June 7, 2007 – A bill that would allow terrorism suspects access to federal courts to challenge their imprisonment at Guantanamo Bay, Cuba, was approved by the Senate Judiciary Committee on Thursday.
The committee, on an 11-8 vote, advanced a bill that would allow those prisoners, as well as millions of legal non-citizens inside the United States, to protest detentions through a writ of habeas corpus.
All of the committee’s Democrats and Pennsylvania Sen. Arlen Specter, the committee’s top Republican, voted for the legislation. The rest of the GOP senators voted against it.

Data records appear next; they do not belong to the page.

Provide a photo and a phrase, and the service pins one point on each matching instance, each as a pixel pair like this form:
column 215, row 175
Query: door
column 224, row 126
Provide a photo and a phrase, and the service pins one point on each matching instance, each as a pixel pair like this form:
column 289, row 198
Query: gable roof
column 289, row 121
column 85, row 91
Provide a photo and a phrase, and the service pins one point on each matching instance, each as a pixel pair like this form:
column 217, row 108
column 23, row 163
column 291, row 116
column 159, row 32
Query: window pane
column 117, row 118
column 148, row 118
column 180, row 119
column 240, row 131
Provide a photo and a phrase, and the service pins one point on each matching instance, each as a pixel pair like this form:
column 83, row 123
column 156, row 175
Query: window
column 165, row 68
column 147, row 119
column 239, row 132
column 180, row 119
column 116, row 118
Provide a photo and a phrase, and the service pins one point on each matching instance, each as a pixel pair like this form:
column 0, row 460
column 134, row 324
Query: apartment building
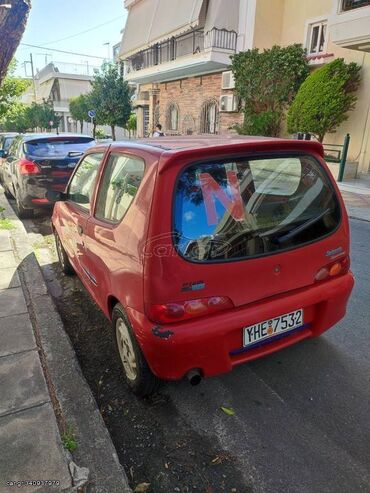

Congress, while under GOP control last year, stripped federal courts of jurisdiction over Guantanamo cases. As a result, detainees only had recourse to challenge their imprisonment through special military tribunals that omitted rights common in civil courts.
Administration officials and most Republicans say they do not think dangerous terror suspects should have access to federal courts or other rights granted to U.S. citizens under the Constitution.
But Democrats and Specter say a person’s right to file a special legal petition to protest detention, known as a writ of habeas corpus, is considered a fundamental right in civilized society. Eliminating that right would undermine the nation’s reputation abroad, they said.
The bill passed without debate.
”The great history of our nation is built on having judicial review, on having openness, and we should not out of fear or indifference or whatever turn our back on that great history,” said Judiciary Chairman Patrick Leahy, D-Vt.
The legislation is expected to be offered later this month as an amendment to the Senate’s $649 billion defense authorization bill for 2008. The defense policy bill already includes several provisions aimed at expanding the legal protections of detainees.
”Whatever long term counterterrorism strategy America pursues will be undermined if we fail to adhere to our longstanding American values,” said Sen. Russ Feingold, D-Wis.